A better way of loading in a mixed data set like this one is the DictVectorizer() , which converts an array of dictionaries into a sparse representation , for example:
```python
for line in f:
    atts = line[:-1].split(",")
    this = {}
    this["age"]=int(atts[0])
    this["workclass"]=atts[1]
    ...
    X.append(this)
```
(Note that the numeric attributes shouldn’t be left as strings!) and:
```python
vec = DictVectorizer()
X = vec.fit_transform(X).toarray()
```

[For completeness, here are the attribute specifications from UCI.]
age: continuous.

workclass: Private, Self-emp-not-inc, Self-emp-inc, Federal-gov, Local-gov, State-gov, Without-pay, Never-worked.

fnlwgt: continuous.

education: Bachelors, Some-college, 11th, HS-grad, Prof-school, Assoc-acdm, Assoc-voc, 9th, 7th-8th, 12th, Masters, 1st-4th, 10th, Doctorate, 5th-6th, Preschool.

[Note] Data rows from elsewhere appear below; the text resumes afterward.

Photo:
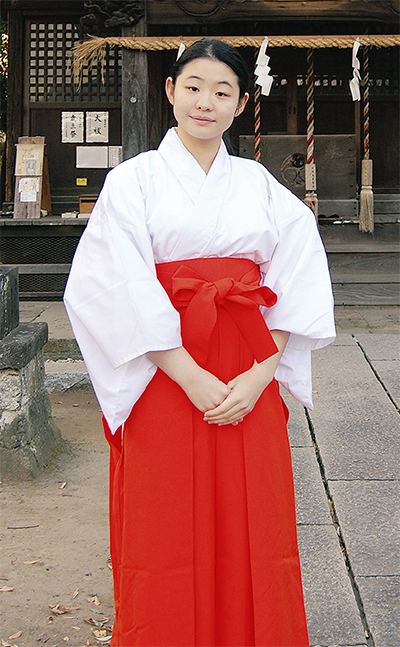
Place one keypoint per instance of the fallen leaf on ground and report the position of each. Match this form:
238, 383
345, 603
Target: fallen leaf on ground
97, 623
101, 635
58, 610
95, 600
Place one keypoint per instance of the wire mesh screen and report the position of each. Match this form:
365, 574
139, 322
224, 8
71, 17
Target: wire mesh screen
38, 249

education-num: continuous.

marital-status: Married-civ-spouse, Divorced, Never-married, Separated, Widowed, Married-spouse-absent, Married-AF-spouse.

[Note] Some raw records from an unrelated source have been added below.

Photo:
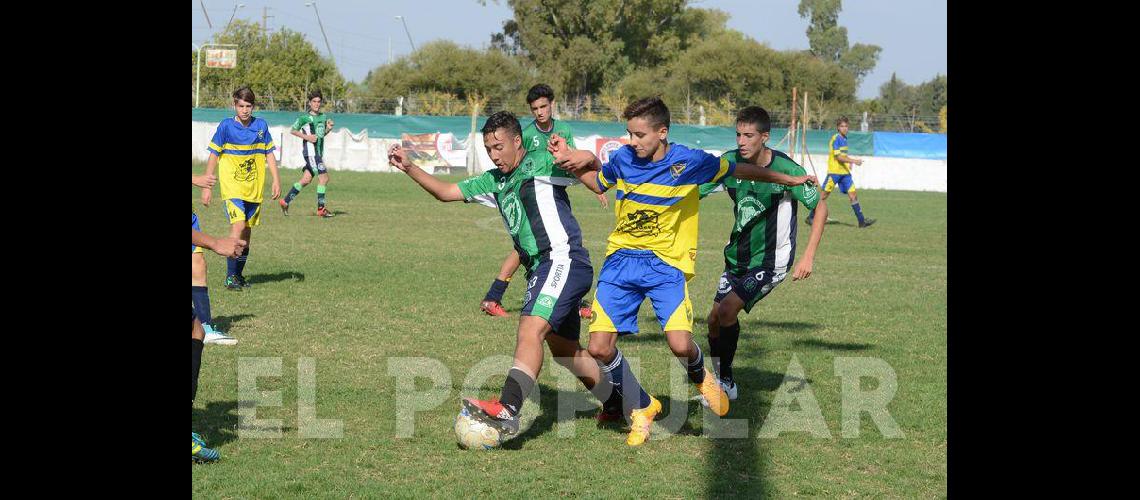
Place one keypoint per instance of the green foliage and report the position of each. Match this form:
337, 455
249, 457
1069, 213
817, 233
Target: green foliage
281, 68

occupation: Tech-support, Craft-repair, Other-service, Sales, Exec-managerial, Prof-specialty, Handlers-cleaners, Machine-op-inspct, Adm-clerical, Farming-fishing, Transport-moving, Priv-house-serv, Protective-serv, Armed-Forces.

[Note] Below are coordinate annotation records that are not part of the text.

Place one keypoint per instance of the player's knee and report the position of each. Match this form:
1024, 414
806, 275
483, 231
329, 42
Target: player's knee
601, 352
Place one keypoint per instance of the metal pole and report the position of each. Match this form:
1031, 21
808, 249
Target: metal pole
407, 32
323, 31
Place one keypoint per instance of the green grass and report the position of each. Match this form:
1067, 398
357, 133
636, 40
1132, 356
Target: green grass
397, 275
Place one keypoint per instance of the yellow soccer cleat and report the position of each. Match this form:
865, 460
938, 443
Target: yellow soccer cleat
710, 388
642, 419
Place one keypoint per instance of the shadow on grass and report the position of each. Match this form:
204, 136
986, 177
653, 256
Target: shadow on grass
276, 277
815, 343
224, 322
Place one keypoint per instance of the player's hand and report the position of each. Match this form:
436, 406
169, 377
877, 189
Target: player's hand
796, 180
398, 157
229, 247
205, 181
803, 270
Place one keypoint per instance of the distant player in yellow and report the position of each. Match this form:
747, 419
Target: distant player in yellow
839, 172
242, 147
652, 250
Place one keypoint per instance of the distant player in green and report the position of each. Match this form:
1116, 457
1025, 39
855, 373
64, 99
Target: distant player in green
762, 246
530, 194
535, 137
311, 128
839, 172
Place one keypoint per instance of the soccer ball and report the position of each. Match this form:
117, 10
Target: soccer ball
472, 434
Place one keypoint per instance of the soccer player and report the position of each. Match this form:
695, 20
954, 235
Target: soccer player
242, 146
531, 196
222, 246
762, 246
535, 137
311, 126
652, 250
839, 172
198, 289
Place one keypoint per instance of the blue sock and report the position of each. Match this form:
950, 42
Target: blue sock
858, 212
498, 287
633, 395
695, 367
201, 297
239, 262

relationship: Wife, Own-child, Husband, Not-in-family, Other-relative, Unmarried.

race: White, Asian-Pac-Islander, Amer-Indian-Eskimo, Other, Black.

sex: Female, Male.

capital-gain: continuous.

capital-loss: continuous.

hours-per-week: continuous.

native-country: United-States, Cambodia, England, Puerto-Rico, Canada, Germany, Outlying-US(Guam-USVI-etc), India, Japan, Greece, South, China, Cuba, Iran, Honduras, Philippines, Italy, Poland, Jamaica, Vietnam, Mexico, Portugal, Ireland, France, Dominican-Republic, Laos, Ecuador, Taiwan, Haiti, Columbia, Hungary, Guatemala, Nicaragua, Scotland, Thailand, Yugoslavia, El-Salvador, Trinadad&Tobago, Peru, Hong, Holand-Netherlands.



### (a) 
Any changes to the winner of the bake–off? Was it worthwhile adding all of these various
extra attributes? (There are a lot!)
### (b) 
As a final summary, compare the results of the four classifiers (and the baseline) when cross–validating over this large dataset. (It will probably take a few minutes to run.) Confirm that the averaged accuracy for LinearSVC is consistent with what you expect, based on your observations across the folds (or when trying different hold–out partitions).

In [19]:
from sklearn.feature_extraction import DictVectorizer
X, y = [], []
with open('adult.txt', mode='r') as fin:
    for line in fin:
        atts = line.strip().split(",")
        if len(atts) != 15:
            continue
        atts = [att.strip() for att in atts]
        this = {}
        this['age'] = int(atts[0])
        this['workclass'] = atts[1]
        this['fnlwgt'] = atts[2]
        this['education'] = atts[3]
        this['education-num'] = int(atts[4])
        this['marital-status'] = atts[5]
        this['occupation'] = atts[6]
        this['relationship'] = atts[7]
        this['race'] = atts[8]
        this['sex'] = atts[9]
        this['capital-gain'] = int(atts[10])
        this['capital-loss'] = int(atts[11])
        this['hours-per-week'] = int(atts[12])
        this['native-country'] = atts[13]

        X.append(this)
        #labels: >50K, <=50K.
        if atts[-1] == '>50K':
            label = 1
        else:
            label = 0
        y.append(label)

vec = DictVectorizer()
X = vec.fit_transform(X).toarray()
print(X.shape)

for title, model in zip(titles, models):
    start = time.time()
    acc = np.mean(cross_val_score(model, X, y, cv=5))
    end = time.time()
    t = end - start
    print(title, acc, 'time:', t)

(32561, 21755)
Zero-R 0.7591904454179904 time: 53.013346672058105
GNB 0.8008352836945651 time: 441.9942111968994
MNB 0.7791530009344381 time: 93.86210513114929
LinearSVC 0.7951229085959625 time: 102.93285512924194
Logistic Regression 0.8508953601019469 time: 81.79078817367554


Compared to just the numeric features, these one-hot nominal features don't help NB very much. On the other hand, both Logistic Regression and LinearSVC are noticeably improved, so there appear to be some predictive attribute values.

LinearSVC should actually have roughly the same performance as Logistic Regression here; again, it's likely that one of the x-val partitions has a margin that is overfitting, and is substantially lowering the overall accuracy.